"We will not engage in any process that would be open-ended or harmful to our shareholders' interest," Klein stated. While Carl Icahn, a major investor in BEA, had urged the board to find a buyer, he took the software vendor's view that Oracle's offer is too low. In a call to Jim Cramer at CNBC on Friday, Icahn suggested Hewlett-Packard ( HPQ), IBM ( IBM) and other companies would also be interested. RBC Capital Markets analyst Thomas Curlin likewise said in a note Monday that he believes HP will enter the fray and has the ability to pay $9.5 billion in cash, or $25 a share. "We believe HP has the greatest strategic need of any of the large suite vendors," Curlin wrote, adding that a lack of other merger candidates to BEA's software suite will drive HP's sense of urgency. He raised his price target on BEA to $22. BEA is an investment banking client of RBC. BEA was recently off 45 cents, or 2.4%, to $18.37 midday. Oracle was down 23 cents, or 1%, to $22.21. Deutsche Bank reiterated its buy rating on BEA and raised its price target to $21 from $15. At least two other sell-side analysts lowered ratings on Monday. Citigroup analyst Brent Thill raised his price target to $20, but discounted the likelihood that IBM, SAP, Sun Microsystems ( JAVA) or EMC ( EMC) would enter a bidding war. "HPQ has publicly stated they are not interested, although a deal would make strategic sense," Thill wrote. Citigroup makes a market in BEA.
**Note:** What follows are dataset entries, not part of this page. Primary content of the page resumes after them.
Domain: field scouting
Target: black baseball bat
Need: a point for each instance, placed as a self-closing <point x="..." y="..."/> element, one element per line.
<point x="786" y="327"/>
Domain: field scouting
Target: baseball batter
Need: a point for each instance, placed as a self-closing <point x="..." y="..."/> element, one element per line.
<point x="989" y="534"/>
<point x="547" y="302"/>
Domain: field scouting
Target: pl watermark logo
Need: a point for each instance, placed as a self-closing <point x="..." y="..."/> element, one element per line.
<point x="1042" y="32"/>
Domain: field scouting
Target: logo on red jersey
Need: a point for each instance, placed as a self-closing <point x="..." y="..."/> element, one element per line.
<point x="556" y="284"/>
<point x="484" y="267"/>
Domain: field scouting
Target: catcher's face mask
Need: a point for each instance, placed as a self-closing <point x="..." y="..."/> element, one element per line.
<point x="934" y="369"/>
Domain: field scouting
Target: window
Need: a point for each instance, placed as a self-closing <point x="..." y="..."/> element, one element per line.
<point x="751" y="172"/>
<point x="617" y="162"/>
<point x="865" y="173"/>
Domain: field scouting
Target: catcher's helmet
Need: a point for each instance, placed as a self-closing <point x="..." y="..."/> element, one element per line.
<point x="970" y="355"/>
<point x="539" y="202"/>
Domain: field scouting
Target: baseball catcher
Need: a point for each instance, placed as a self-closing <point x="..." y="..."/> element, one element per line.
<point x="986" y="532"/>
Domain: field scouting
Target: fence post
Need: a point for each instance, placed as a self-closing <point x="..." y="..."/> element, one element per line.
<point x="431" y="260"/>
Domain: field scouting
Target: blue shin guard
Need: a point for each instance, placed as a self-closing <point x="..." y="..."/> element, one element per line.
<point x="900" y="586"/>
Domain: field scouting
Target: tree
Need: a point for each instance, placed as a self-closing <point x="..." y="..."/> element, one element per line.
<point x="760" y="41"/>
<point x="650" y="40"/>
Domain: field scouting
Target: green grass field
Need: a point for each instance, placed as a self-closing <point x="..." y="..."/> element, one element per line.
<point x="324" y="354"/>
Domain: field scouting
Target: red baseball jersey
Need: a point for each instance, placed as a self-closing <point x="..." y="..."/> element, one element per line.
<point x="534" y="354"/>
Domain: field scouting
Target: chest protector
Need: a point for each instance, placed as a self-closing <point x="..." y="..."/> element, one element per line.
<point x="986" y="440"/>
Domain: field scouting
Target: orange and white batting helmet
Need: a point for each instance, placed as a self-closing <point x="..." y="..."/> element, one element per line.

Bear Stearns analyst John DiFucci also lowered his rating to hold and said he does not expect Oracle to raise its price by much, "if at all." Oracle's pursuit of BEA is an attempt to gain market share in middleware -- software that links different applications -- as well as strengthen its middleware portfolio. But IDC analyst Michael Fauscette says he was surprised to discover that acquiring BEA would also give Oracle the edge in another software category. "It's an interesting move because in the application server market that makes
Oracle No. 1." IBM currently holds the lead in application server software, with 26% of the market. Oracle and BEA combined would have 38%, Fauscette says. Synergy potential is stronger with Oracle than its potential rivals, Fauscette said. "The verticals that BEA is strongest in ... map almost exactly to the verticals that Oracle's application business is strong in," such as financial services, manufacturing, retail, utilities, healthcare and government services, he says. Moreover, software offerings from the two companies in verticals tend to be complementary rather than overlapping. "It looks like they could bundle applications and middleware and take a larger part of the pocket share of each," Fauscette says. In its bid for "world domination," Oracle will likely acquire some small software vendors as it builds out its products for industry verticals, says Sheila Ennis, a principal with investment bank McNamee Lawrence. As companies add mobile access to their business software, securing the applications becomes a bigger issue. "We'll see more build-out of mobile in the Oracle offerings," including security functions, Ennis predicted.
With BEA in play and Business Objects ( BOBJ)
merging with SAP ( BOBJ), the biggest, most likely acquisition targets in software are effectively spoken for, she added. "But there's another layer of small companies about to become big companies," Ennis added. BEA began its pre-earnings "quiet period" Monday.